First time I have knowingly seen a Razorbill. These two were right close to a viewing point near the lighthouse. Not the closest one, but on further south overlooking the main breeding colony.
They sort of shuffled quietly around the rock face as we ate our lunch. They didn't like the paparazzi photographing them.
Loads of Razorbills flying to and fro the cliffs. I set my R7's AF to Whole Area AF. This is a setting I would never have used with my Canon 80D, as it would focus on anything. I did turn on AI animal and eye tracking, and let it work its magic. Once it locked on to a Razorbill, I would start clicking away; once again forgetting that my Drive Mode was set to continuous.
The beauty of a camera with high pixel count, if that you can crop photos quite heavily.
This is AI tracking at work. It identified the Razorbill as a bird, picking it out from a rather busy background. It then locked onto it, following it around and keeping it in focus.
Likewise, the AI tracking picked out these birds rather than focusing on the sea. Kind of makes photography too easy.
When you first spot Guillemots and Razorbills swimming on the sea, they look like dust mites on a piece of paper.

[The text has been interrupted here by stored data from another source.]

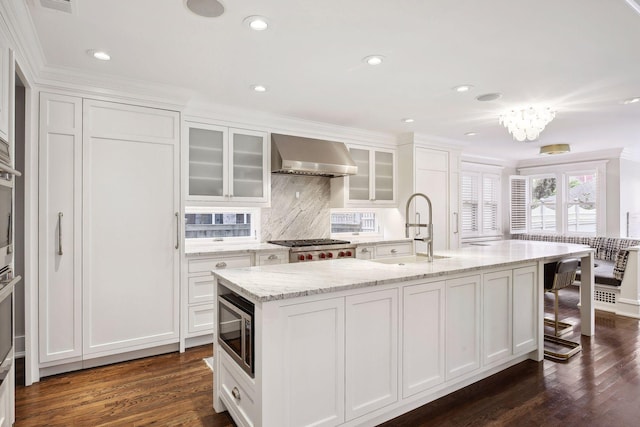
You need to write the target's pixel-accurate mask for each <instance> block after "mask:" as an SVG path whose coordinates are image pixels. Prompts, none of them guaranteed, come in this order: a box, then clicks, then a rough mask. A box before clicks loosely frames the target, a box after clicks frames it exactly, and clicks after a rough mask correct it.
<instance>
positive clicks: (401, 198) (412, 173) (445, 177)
mask: <svg viewBox="0 0 640 427" xmlns="http://www.w3.org/2000/svg"><path fill="white" fill-rule="evenodd" d="M399 157H400V160H399V164H400V173H399V181H400V189H401V190H402V192H401V194H400V199H399V200H400V205H401V206H404V204H405V203H406V201H407V200H408V199H409V197H410V196H411V194H413V193H423V194H425V195H426V196H427V197H429V199H430V200H431V204H432V215H433V217H432V218H431V221H432V223H433V245H434V249H435V250H438V249H455V248H458V247H459V245H460V233H459V230H460V228H459V227H460V218H459V210H458V209H459V206H460V202H459V198H460V191H459V188H458V187H459V163H460V160H459V154H458V153H457V152H455V151H450V150H438V149H433V148H426V147H421V146H416V145H415V144H407V145H403V146H401V147H400V149H399ZM402 212H403V213H404V210H402ZM406 220H408V221H410V222H411V223H427V222H428V221H429V211H428V204H427V202H426V201H425V200H424V199H423V198H422V197H416V198H415V199H414V200H413V202H412V205H411V208H410V210H409V218H407V219H406ZM410 233H411V234H410V237H418V238H420V237H427V230H426V228H420V229H418V228H412V229H411V230H410ZM418 233H419V234H418ZM416 251H417V252H426V244H425V243H422V242H416Z"/></svg>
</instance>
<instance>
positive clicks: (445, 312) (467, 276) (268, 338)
mask: <svg viewBox="0 0 640 427" xmlns="http://www.w3.org/2000/svg"><path fill="white" fill-rule="evenodd" d="M536 271H537V267H536V266H535V265H531V264H530V265H528V266H524V267H522V268H515V269H506V270H499V271H496V270H488V271H486V272H479V273H478V274H472V275H469V276H462V277H460V276H457V277H456V276H454V277H453V278H450V279H445V280H437V279H430V280H424V281H418V280H416V281H412V282H400V283H396V284H390V285H385V286H383V287H382V289H380V290H372V288H365V289H355V290H349V291H345V292H344V293H343V295H342V296H339V297H336V296H334V297H329V296H326V295H325V296H323V295H317V296H308V297H302V299H292V300H282V301H270V302H267V303H263V304H261V305H260V304H256V318H255V325H256V342H255V348H256V359H255V360H256V371H255V378H250V377H249V376H248V375H247V374H246V373H245V372H242V371H240V368H238V367H237V366H236V365H235V363H234V362H233V361H232V360H231V359H230V358H229V357H227V356H226V354H224V350H223V349H220V348H218V349H217V350H218V351H220V352H222V353H223V354H222V355H221V356H223V357H216V363H218V364H219V366H218V368H217V369H219V371H216V372H220V375H221V379H220V383H221V384H218V385H215V384H214V387H216V388H215V390H214V407H215V408H216V410H223V409H224V408H225V407H226V408H227V409H228V410H229V412H230V413H231V414H232V415H233V417H234V420H235V421H236V422H237V423H238V424H239V425H243V426H244V425H264V426H267V425H278V426H280V425H282V426H299V425H314V426H337V425H342V424H345V423H346V424H349V425H373V424H374V423H376V422H377V421H380V418H379V417H380V416H381V414H385V413H396V414H397V413H398V412H397V411H398V410H400V409H403V410H406V409H407V408H408V407H417V406H420V405H423V404H425V403H427V402H429V401H431V400H433V399H435V398H437V397H439V396H442V395H444V394H447V393H450V392H453V391H455V390H457V389H459V388H460V387H461V386H462V385H465V384H468V381H469V380H473V381H475V380H478V379H480V378H483V377H486V376H488V375H489V373H491V372H495V369H496V368H500V369H502V368H506V367H508V366H511V365H512V364H514V363H516V362H518V361H521V360H523V359H524V357H526V356H527V355H528V353H529V352H531V351H534V350H536V349H537V346H538V345H539V343H538V342H537V322H538V320H539V319H538V317H537V310H538V307H537V304H538V302H539V300H538V298H537V293H538V292H541V290H540V289H538V283H537V279H536ZM222 284H223V285H224V282H223V283H222ZM373 289H375V288H373ZM323 297H324V298H326V299H321V298H323ZM536 355H537V352H536ZM536 357H537V356H536ZM233 387H235V388H236V390H237V391H235V392H234V391H233ZM230 390H231V391H230ZM234 394H235V395H236V396H238V395H240V394H242V395H243V396H248V397H247V400H243V399H244V397H243V398H241V399H238V398H235V399H234V398H232V396H234ZM220 402H222V403H223V404H224V406H221V405H220Z"/></svg>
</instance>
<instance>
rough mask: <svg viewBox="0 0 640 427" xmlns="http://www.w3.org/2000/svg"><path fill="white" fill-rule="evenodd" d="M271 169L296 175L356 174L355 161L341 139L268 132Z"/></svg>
mask: <svg viewBox="0 0 640 427" xmlns="http://www.w3.org/2000/svg"><path fill="white" fill-rule="evenodd" d="M271 172H272V173H283V174H297V175H317V176H328V177H330V178H334V177H338V176H345V175H355V174H356V173H357V172H358V167H357V166H356V163H355V162H354V161H353V159H352V158H351V154H349V150H348V149H347V146H346V145H345V144H344V143H342V142H335V141H325V140H321V139H313V138H303V137H299V136H290V135H281V134H277V133H272V134H271Z"/></svg>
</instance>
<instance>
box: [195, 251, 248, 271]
mask: <svg viewBox="0 0 640 427" xmlns="http://www.w3.org/2000/svg"><path fill="white" fill-rule="evenodd" d="M238 267H251V255H249V254H247V255H238V256H217V257H211V258H200V259H190V260H189V273H201V272H209V271H211V270H218V269H221V268H238Z"/></svg>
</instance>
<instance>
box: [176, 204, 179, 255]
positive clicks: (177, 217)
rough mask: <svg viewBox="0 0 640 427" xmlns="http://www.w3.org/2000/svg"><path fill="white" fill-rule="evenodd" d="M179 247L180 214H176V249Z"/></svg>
mask: <svg viewBox="0 0 640 427" xmlns="http://www.w3.org/2000/svg"><path fill="white" fill-rule="evenodd" d="M179 247H180V214H179V213H178V212H176V249H178V248H179Z"/></svg>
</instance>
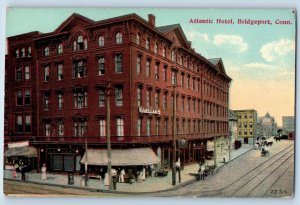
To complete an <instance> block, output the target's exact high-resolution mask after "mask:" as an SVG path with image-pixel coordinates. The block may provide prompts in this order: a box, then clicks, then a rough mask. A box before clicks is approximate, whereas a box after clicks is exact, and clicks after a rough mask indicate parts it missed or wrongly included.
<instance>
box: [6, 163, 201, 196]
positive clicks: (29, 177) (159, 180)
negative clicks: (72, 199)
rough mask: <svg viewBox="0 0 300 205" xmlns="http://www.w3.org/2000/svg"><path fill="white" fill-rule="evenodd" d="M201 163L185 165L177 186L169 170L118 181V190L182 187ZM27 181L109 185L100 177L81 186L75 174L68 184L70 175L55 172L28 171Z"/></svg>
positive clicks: (72, 186) (20, 179) (173, 187)
mask: <svg viewBox="0 0 300 205" xmlns="http://www.w3.org/2000/svg"><path fill="white" fill-rule="evenodd" d="M198 168H199V165H198V164H197V163H196V164H190V165H186V166H185V167H184V170H182V171H181V183H180V184H179V183H178V174H177V175H176V186H172V172H171V171H170V170H169V173H168V175H167V176H166V177H148V178H146V180H145V181H143V182H142V183H137V182H135V183H132V184H129V183H117V190H116V191H118V192H126V193H128V192H136V193H142V192H156V191H162V190H166V189H172V188H176V187H180V186H182V185H184V184H186V183H189V182H191V181H194V180H195V176H192V175H191V174H190V173H197V171H198ZM4 178H5V179H13V178H12V171H11V170H4ZM15 180H18V181H20V180H21V174H20V173H18V177H17V179H15ZM26 181H28V182H34V183H40V184H47V185H61V186H66V187H70V188H84V189H85V188H86V189H89V190H91V191H98V190H101V191H108V187H107V186H104V183H103V180H99V179H89V181H88V186H87V187H84V186H83V187H82V186H81V176H78V175H74V185H68V175H66V174H64V175H63V174H53V173H47V180H42V179H41V173H34V172H30V173H26Z"/></svg>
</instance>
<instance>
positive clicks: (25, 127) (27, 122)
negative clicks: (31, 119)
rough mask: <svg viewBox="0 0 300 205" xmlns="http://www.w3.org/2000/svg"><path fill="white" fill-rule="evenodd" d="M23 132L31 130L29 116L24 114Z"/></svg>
mask: <svg viewBox="0 0 300 205" xmlns="http://www.w3.org/2000/svg"><path fill="white" fill-rule="evenodd" d="M25 132H31V116H30V115H25Z"/></svg>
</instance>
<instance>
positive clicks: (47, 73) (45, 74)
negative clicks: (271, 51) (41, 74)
mask: <svg viewBox="0 0 300 205" xmlns="http://www.w3.org/2000/svg"><path fill="white" fill-rule="evenodd" d="M49 80H50V70H49V66H45V67H44V81H45V82H48V81H49Z"/></svg>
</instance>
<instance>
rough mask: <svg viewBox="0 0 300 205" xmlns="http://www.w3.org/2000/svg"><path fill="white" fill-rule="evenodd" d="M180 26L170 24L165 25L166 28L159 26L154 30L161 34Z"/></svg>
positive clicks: (177, 25)
mask: <svg viewBox="0 0 300 205" xmlns="http://www.w3.org/2000/svg"><path fill="white" fill-rule="evenodd" d="M179 26H180V24H171V25H166V26H159V27H156V29H157V30H158V31H160V32H162V33H167V32H169V31H171V30H173V29H175V28H178V27H179Z"/></svg>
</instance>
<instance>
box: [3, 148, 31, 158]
mask: <svg viewBox="0 0 300 205" xmlns="http://www.w3.org/2000/svg"><path fill="white" fill-rule="evenodd" d="M4 155H5V156H6V157H19V156H24V157H36V156H37V150H36V148H34V147H31V146H26V147H13V148H9V149H8V150H7V151H6V152H5V153H4Z"/></svg>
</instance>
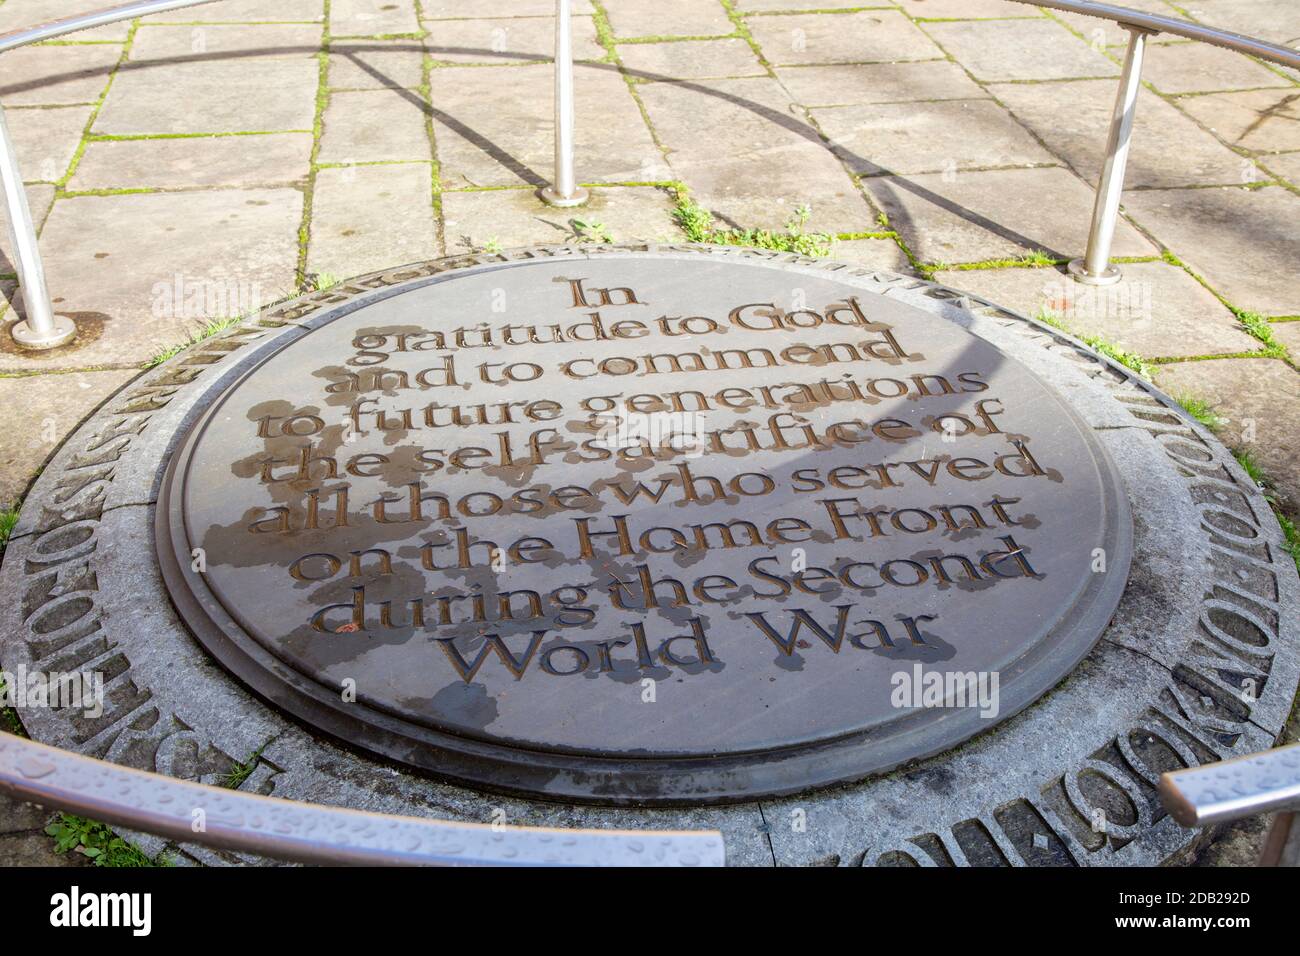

I liked the way they would swim with each other. It was also fascinating to watch what AI tracking would lock onto.
Here we have one group of Razorbills and one group of Guillemots, sailing through each other. Almost like Nelson at Trafalgar.
I believe the Razorbills were nesting further south from the viewing points. So no photographs of them
90% luck, 5% field craft, 5% camera skills.